NeuroCAD has the two kernels, the bridge, and the variable-topology hole regression pin that proves the SDF “never-fails” property end-to-end on drilled features. The 6-axiom Dual-Kernel Agreement Contract is authored and locked in our REV11.4 specification. The 2D sketch-level agreement test (Hausdorff bound on closed profile) is a proposed lab test — it is in the test plan, not yet in the merged test suite. That gap is exactly why this is publishable: the architecture supports it, the contract specifies it, and the tooling is half-built.

If you build CAD kernels for a living and the phrase “two representations of a closed curve must agree to ε on a sampled grid” sounds like an obvious thing nobody bothered to formalise — that’s our hypothesis too. We are writing it down.

References

[1] Quilez, I. 2D distance functions. https://iquilezles.org/articles/distfunctions2d/ [2] Piegl, L. and Tiller, W. The NURBS Book, 2nd ed., Springer (1997).
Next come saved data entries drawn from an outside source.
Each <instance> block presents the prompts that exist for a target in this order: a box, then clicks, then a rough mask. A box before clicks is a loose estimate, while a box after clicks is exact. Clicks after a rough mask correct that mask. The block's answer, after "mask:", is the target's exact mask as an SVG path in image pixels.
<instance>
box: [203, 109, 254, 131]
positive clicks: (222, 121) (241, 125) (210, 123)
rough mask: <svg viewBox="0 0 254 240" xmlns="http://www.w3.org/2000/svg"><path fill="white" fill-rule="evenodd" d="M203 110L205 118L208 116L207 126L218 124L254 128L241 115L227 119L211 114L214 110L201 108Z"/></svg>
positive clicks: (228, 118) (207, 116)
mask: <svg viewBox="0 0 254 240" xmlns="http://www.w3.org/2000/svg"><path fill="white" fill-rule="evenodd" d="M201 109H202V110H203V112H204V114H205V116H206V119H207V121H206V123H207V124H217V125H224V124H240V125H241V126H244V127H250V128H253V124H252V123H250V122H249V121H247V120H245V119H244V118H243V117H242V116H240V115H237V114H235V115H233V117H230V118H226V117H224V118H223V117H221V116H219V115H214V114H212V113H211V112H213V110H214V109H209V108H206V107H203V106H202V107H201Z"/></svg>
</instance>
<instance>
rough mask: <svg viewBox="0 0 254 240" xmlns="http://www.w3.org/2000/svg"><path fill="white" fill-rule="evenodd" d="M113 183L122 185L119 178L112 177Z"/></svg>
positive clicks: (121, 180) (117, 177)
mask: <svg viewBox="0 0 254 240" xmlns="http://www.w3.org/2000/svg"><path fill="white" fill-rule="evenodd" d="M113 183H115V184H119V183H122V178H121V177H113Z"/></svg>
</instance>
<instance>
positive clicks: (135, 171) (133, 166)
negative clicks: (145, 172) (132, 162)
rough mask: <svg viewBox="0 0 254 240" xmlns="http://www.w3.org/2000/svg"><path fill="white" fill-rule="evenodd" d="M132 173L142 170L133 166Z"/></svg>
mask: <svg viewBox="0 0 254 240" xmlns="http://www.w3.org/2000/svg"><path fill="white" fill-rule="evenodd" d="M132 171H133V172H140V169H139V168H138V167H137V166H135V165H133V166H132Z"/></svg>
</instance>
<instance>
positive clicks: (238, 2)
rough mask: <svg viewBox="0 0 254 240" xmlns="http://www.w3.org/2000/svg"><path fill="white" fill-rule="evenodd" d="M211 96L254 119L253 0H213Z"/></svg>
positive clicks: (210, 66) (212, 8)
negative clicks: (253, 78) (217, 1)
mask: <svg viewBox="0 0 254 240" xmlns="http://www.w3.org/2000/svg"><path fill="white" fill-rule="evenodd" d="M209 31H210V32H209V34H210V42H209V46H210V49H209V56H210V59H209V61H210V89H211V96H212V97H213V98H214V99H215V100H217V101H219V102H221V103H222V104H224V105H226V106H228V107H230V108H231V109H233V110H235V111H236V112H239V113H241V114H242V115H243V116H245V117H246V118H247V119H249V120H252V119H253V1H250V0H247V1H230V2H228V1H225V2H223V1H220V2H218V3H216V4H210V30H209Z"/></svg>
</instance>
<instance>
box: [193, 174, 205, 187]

Knot insertion preserves geometry exactly in real arithmetic.

Status

NeuroCAD’s SDF kernel and NURBS kernel both ship today, along with the four-mode bridge between them and the variable-topology hole regression pin that proves the SDF never-fails property. The 6-axiom Dual-Kernel Agreement Contract is authored in our REV11.4 specification. The 2D sketcher-profile Hausdorff agreement test is proposed and in the lab plan, not yet in the merged test suite. Anything not described as shipped should be treated as plan, not product.